When applying for a mortgage, there are a few things that lenders weigh when determining if you will be accepted for financing, and containing a strong balance of all these factors will help the process go smoother and grant you better loan terms. Here is a list of what you need:
1. Steady Income
A monthly income that looks promising for years to come is what lenders really desire. One thing that could potentially hurt your chances is having any sort of gap in your working status within the last two years. You will need to provide details as to why you were not working during that time. Lenders want to see that you have a steady monthly income that you will have no trouble paying monthly dues in the foreseeable future. If you are are self employed, the lender will average your income for the previous two years. If you are a W-2 employee, you will have to prove of employment by providing copies of your recent pay stubs.
2. Good Standing Credit
Typically, you would need a 700 score or above to be accepted for a home mortgage. (If you’re unsure of what your score is, we recommend signing of for credit karma. Its free, shows two of the three scores, and gives advice on how to fix your credit) If your score is not 700 or higher you still have an opportunity to qualify, the lender will take a close look at any deficiencies that could be hindering your credit. However, the minimum to even be considered for a loan is 580. There are six main factors that go into the number that makes up your credit score: Credit card utilization, payment history, amount of derogatory marks (for example, a bill that is left unpaid that gets sent to collections), the average age of credit history, total accounts open (credit cards, loans, etc) and amount of recent hard inquiries.

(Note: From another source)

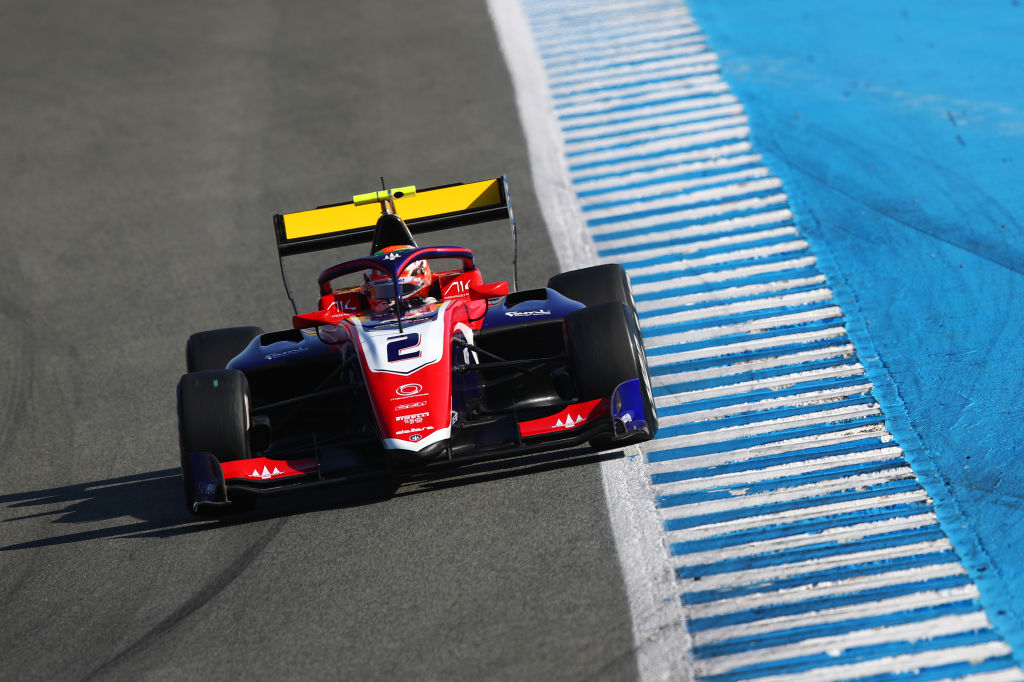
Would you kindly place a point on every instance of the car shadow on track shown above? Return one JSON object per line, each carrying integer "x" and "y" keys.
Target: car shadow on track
{"x": 150, "y": 505}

The first two are the most important. If you can try to knock the utilization of your credit cards to 30% or lower and remember to pay all payments on time, your score will get a nice boost.
3. Low Amount of Debt
Debt levels can be tricky to maintain at a low amount, but it is very important in determining wether you are good at paying back what you owe. The bank likes to see a debt level that is no more than 10% of your yearly income. Deciding on taking out a mortgage will likely take up a huge sum of your monthly income. By paying 10% of your monthly obligations, you will likely find enough room to squeeze in a mortgage payment. Determining the sum in which you will qualify for, depends on the amount of payment that fits in with your other financial obligations.
The candidate that the mortgage lender looks for would likely have a credit score of 720, down payment of 20% and a debt-to-income ratio of around 35%. They also would have a solid monthly income and a good history of making payments on time. Understand that the higher amount that you put down for a home, lower the amount of your mortgage payment.